C memory alignment example details

  • 2020-04-02 02:42:25
  • OfStack

This article describes the concept and usage of memory in C programming language in detail. Share with you for your reference. The details are as follows:

Basic concepts of byte alignment

Memory space in the modern computers are divided according to the byte, theoretically seems to access to any type of variables can be from any address, but the reality is when they visit a specific type variables are often in a particular memory address access, which requires all kinds of data according to certain rules in space arrangement, rather than the one by one order of emissions, this is the alignment. What alignment does and why: the way storage is handled varies greatly from hardware platform to hardware platform. Some platforms can only access certain types of data from certain addresses. Schemes such as some CPU during a visit to a variable without alignment error happens, then under this architecture programming must ensure that the byte alignment. Other platforms may not have this kind of situation, but the most common is if they are not in accordance with the requirements for suitable for its platform to alignment of data storage, will damage on the access efficiency. Some platforms such as every time I read from my address, if an int type (assuming 32-bit system) as if in my address, then a 32 bit read cycle can read this, and if in a strange address, you need 2 read cycle, and the results of two readout of high and low together to get the 32 bit data bytes. Obviously there's a big drop in read efficiency.

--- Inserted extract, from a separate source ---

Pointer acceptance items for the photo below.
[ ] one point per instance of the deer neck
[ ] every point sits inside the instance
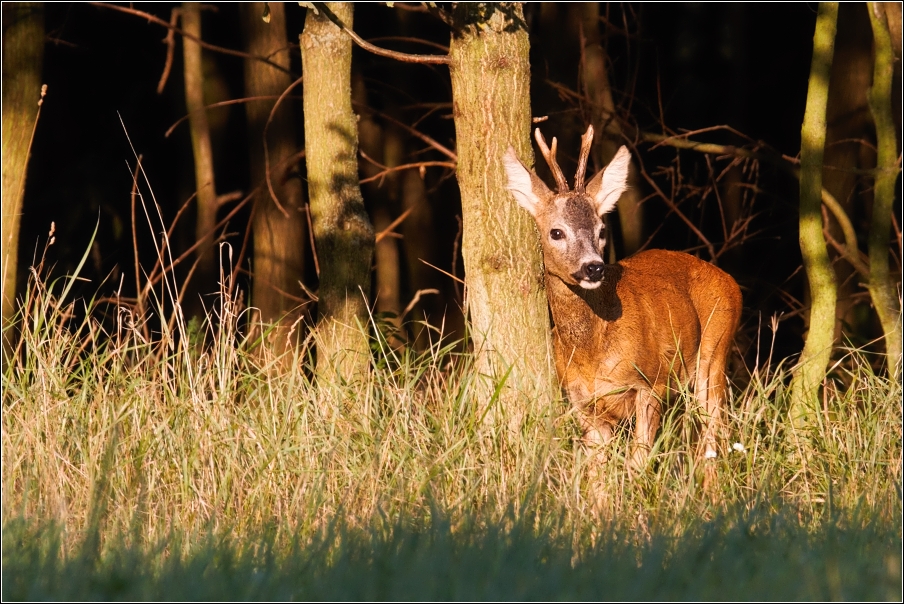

Look at the structure below:


struct struct1 
{ 
  double dda; 
  char cda; 
  int ida; 
}; 
sizeof(struct1) = ?

Wrong method:


sizeof(struct1)=sizeof(double)+sizeof(char)+sizeof(int)=13

But when you run the following test code:


#include<stdio.h>
struct mystruct
{
  double dda;
  char cda;
  int ida;
};
int main()
{
  struct mystruct ss;
  printf("%dn",sizeof(ss));
  return 0;
}

The result is: 16

In fact, this is a special handling of the variable store by the compiler. In order to increase the CPU's storage speed, the compiler "allocates" the starting addresses of some variables. By default, the compiler specifies that the offset of the starting address of each member variable relative to the starting address of the structure must be a multiple of the number of bytes occupied by the variable's type. The following lists common types of alignment:

type                       Alignment (the offset of the starting address of the variable to the starting address of the structure)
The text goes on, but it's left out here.